Świetne spotkanie w meczu Pucharu Ligi Angielskiej zanotował Mateusz Klich. Reprezentant Polski dwukrotnie wpisał się na listę strzelców, a jego Leeds United pokonało Barnsley i awansowało do 1/16 finału. Polak ponownie potwierdził dobrą dyspozycję i jego notowania w zespole Leeds zdają się rosnąć. Na początku tego sezonu w Premier League jest zmiennikiem, jednak na przestrzeni kolejnych kolejek powinien dostawać jeszcze więcej szans do gry.
Polak bohaterem
Mecz z niżej notowanym Barnsley był doskonałą okazją do tego, aby Mateusz Klich powalczył o uznanie w oczach trenera Jessego Marscha. Choć przeciwnik Leeds gra obecnie na trzecim poziomie rozgrywkowym w Anglii, to jednak dwa gole Mateusza Klicha muszą robić wrażenie. Wynik meczu już w 21. minucie otworzył Luis Sinisterra z Kolumbii i było 1:0 dla Leeds. W 32. minucie do piłki ustawionej na 11. metrze podszedł Mateusz Klich i pewnym strzałem pokonał bramkarza rywali. Gracze Barnsley przed przerwą zdobyli jeszcze bramkę kontaktową, a jej autorem był Duńczyk Mads Juel Andersen. Kilka minut później jego klubowy kolega nie wykorzystał rzutu karnego i na przerwę Leeds schodziło przy prowadzeniu 2:1.

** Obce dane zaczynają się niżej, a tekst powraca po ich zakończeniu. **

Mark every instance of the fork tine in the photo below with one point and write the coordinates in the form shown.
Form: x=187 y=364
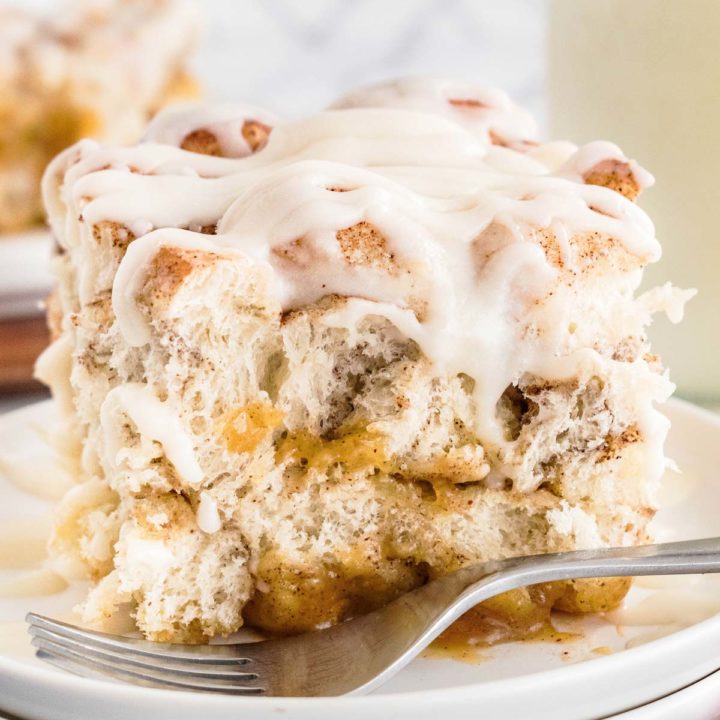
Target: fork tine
x=45 y=638
x=195 y=654
x=90 y=666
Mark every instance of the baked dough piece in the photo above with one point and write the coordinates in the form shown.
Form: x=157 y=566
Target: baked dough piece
x=95 y=69
x=308 y=372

Klich zamknął mecz w drugiej połowie
Na początku drugiej połowy piłkarze Barnsley mogli mieć jeszcze nadzieje na odwrócenie losów meczu. Jednak emocje zamknął w 56. minucie Mateusz Klich. Pomocnik reprezentacji Polski wbiegł w pole karne rywali, przejął bezpańską piłkę i pewnym strzałem pokonał bramkarza. Wyprowadził Leeds United na prowadzenie 3:1 i jasne stało się, że zespół z Premier League awansuje do 1/16 finału. Polak przebywał na boisku przez 90 minut. Liczymy na to, że dobry występ w pucharach przełoży się na więcej minut w lidze i Jesse Marsch chętniej będzie stawiał na Mateusza Klicha. To niezwykle ważne w kontekście zbliżających się Mistrzostw Świata w Katarze. W barwach Barnsley zabrakło obrońcy Michała Helika. Zawodnik zmaga się z kontuzją i próbuje zmienić klub. Jeżeli pozostanie w Barnsley, to może zamknąć sobie szansę wyjazdu na Mundial.